Si je devais laisser un seul souvenir, je souhaite que ce soit celui là : le sens de l'humain. La plus grande richesse, ce sont les personnes, toutes les personnes. La plus grande difficulté, c'est de conjuguer la diversité des singularités. Il y a plusieurs manières de le faire ; la militaire est bien connue ; son efficacité pour accomplir, à court terme, certaines tâches est indéniable et de multiples fois attestée. Mais ce n'est pas toujours humain ! Et puis, pour la recherche, les tâches d'exécution sont rares … La sollicitation des individus doit plutôt porter sur la recherche des ressources d'autonomie, de créativité, de motivation, bref de prise de conscience de la mise en partage d'objectifs communs : la réussite des projets que l'on se donne …guy.jpg (12067 bytes)

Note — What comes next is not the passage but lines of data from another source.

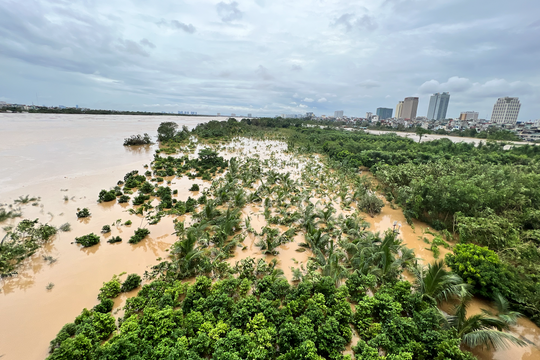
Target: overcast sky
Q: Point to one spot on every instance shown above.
(269, 57)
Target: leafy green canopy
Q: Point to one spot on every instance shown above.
(174, 320)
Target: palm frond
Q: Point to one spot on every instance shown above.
(492, 339)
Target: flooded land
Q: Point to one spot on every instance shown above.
(65, 160)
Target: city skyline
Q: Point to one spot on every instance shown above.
(438, 106)
(229, 56)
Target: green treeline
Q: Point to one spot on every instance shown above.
(353, 281)
(486, 195)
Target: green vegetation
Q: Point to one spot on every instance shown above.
(114, 239)
(110, 289)
(8, 214)
(138, 140)
(352, 279)
(139, 235)
(83, 213)
(132, 282)
(106, 196)
(20, 242)
(88, 240)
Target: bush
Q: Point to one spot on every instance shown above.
(146, 188)
(114, 239)
(477, 266)
(65, 227)
(138, 140)
(88, 240)
(371, 204)
(110, 289)
(83, 213)
(167, 130)
(132, 282)
(104, 306)
(139, 235)
(140, 199)
(106, 196)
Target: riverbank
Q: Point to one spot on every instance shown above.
(79, 273)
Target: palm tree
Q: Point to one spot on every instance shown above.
(270, 243)
(332, 265)
(483, 329)
(315, 239)
(437, 284)
(187, 257)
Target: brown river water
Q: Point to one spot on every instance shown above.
(52, 156)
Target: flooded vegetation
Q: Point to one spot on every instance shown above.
(257, 239)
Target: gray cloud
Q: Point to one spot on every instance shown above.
(369, 84)
(229, 11)
(349, 22)
(189, 28)
(148, 43)
(111, 54)
(176, 25)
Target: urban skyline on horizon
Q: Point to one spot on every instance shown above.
(257, 56)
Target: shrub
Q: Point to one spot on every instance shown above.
(104, 306)
(139, 235)
(83, 213)
(65, 227)
(123, 199)
(132, 282)
(138, 140)
(110, 289)
(371, 204)
(106, 196)
(114, 239)
(88, 240)
(477, 266)
(146, 188)
(140, 199)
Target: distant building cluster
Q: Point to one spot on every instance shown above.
(438, 105)
(506, 110)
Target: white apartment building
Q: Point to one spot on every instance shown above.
(506, 110)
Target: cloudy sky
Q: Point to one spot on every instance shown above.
(269, 57)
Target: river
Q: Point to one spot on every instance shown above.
(75, 156)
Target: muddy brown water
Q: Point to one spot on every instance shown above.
(42, 155)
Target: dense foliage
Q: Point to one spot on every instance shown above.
(22, 241)
(87, 240)
(138, 140)
(139, 235)
(311, 320)
(353, 278)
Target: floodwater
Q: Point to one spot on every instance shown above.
(75, 156)
(455, 139)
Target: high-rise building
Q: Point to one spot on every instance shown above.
(506, 110)
(399, 109)
(410, 105)
(438, 105)
(384, 113)
(468, 115)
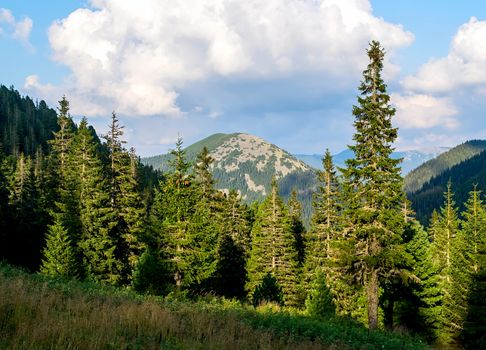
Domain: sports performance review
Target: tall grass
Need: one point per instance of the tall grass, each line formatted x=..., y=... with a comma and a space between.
x=41, y=313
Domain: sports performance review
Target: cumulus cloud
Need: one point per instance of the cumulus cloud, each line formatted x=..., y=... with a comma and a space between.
x=421, y=111
x=138, y=57
x=462, y=67
x=16, y=29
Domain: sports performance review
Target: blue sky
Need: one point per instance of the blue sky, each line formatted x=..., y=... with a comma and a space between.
x=285, y=70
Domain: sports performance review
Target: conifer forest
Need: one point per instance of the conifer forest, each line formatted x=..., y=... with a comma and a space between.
x=76, y=205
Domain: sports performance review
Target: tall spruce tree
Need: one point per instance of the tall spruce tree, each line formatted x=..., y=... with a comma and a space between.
x=474, y=229
x=98, y=218
x=67, y=202
x=325, y=228
x=25, y=235
x=373, y=188
x=204, y=227
x=297, y=225
x=273, y=248
x=448, y=252
x=421, y=309
x=233, y=248
x=125, y=200
x=59, y=258
x=171, y=213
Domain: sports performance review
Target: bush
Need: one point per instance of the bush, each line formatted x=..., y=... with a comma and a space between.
x=319, y=303
x=268, y=291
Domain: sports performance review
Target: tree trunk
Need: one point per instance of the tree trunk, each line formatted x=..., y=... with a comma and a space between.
x=372, y=291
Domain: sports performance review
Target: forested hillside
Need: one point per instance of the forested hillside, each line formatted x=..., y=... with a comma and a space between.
x=25, y=126
x=434, y=167
x=86, y=209
x=463, y=177
x=410, y=159
x=247, y=163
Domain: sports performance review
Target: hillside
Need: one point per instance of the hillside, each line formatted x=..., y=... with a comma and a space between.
x=411, y=159
x=247, y=163
x=24, y=125
x=434, y=167
x=463, y=177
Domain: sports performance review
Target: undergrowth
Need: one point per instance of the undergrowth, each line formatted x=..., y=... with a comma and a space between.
x=44, y=313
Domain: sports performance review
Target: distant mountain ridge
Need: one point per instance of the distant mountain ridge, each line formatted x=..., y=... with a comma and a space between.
x=418, y=177
x=247, y=163
x=411, y=159
x=464, y=176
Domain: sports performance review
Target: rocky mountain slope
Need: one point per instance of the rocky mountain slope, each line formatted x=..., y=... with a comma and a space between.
x=248, y=163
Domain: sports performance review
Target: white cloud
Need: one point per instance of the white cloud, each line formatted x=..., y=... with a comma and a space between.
x=423, y=111
x=464, y=65
x=138, y=57
x=17, y=29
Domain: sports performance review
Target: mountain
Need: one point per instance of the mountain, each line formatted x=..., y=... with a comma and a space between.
x=463, y=177
x=411, y=159
x=247, y=163
x=25, y=126
x=418, y=177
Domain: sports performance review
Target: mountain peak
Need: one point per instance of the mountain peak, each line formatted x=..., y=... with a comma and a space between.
x=247, y=163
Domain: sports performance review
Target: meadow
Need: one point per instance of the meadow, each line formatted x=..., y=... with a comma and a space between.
x=37, y=312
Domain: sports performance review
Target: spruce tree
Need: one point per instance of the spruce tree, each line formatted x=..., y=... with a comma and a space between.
x=273, y=248
x=320, y=303
x=448, y=255
x=59, y=259
x=322, y=240
x=233, y=248
x=150, y=274
x=26, y=225
x=373, y=188
x=474, y=229
x=125, y=200
x=171, y=213
x=297, y=226
x=99, y=239
x=422, y=308
x=204, y=227
x=67, y=201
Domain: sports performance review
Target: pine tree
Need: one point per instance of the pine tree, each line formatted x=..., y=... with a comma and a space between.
x=422, y=308
x=125, y=200
x=273, y=248
x=474, y=229
x=325, y=233
x=59, y=259
x=320, y=303
x=204, y=227
x=25, y=227
x=373, y=188
x=233, y=248
x=268, y=291
x=297, y=226
x=448, y=255
x=66, y=203
x=150, y=275
x=171, y=213
x=99, y=239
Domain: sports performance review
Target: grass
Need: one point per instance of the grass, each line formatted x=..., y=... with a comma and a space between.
x=41, y=313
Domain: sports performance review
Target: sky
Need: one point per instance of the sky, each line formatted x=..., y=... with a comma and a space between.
x=284, y=70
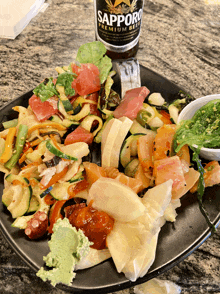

Hommage à Guy SERRA : Plus haut dans les étoiles

… Respect des singularités, culture de relations civiles, chaleur humaine chaque fois que c'était possible, me sont toujours apparus comme des priorités à placer avant tout autre impératif "stratégique" ou "rentable". Quel bonheur de pouvoir venir travailler tous les jours sans réticence, sans peur, sans angoisse devant le conflit, la provocation sournoise ou le prétexte d'affrontements qui masquent la guerre d'intérêts individuels mis en priorité devant l'objectif commun ! Le lieu de travail crée un groupe humain avec des personnes que le hasard des trajectoires de vie a rassemblées. Les relations sociales qui s'y développent vont constituer le cadre imposé à chaque individu. Autant qu'il soit humain. …… Cette humanité est pour moi le bien le plus précieux d'un groupe humain. "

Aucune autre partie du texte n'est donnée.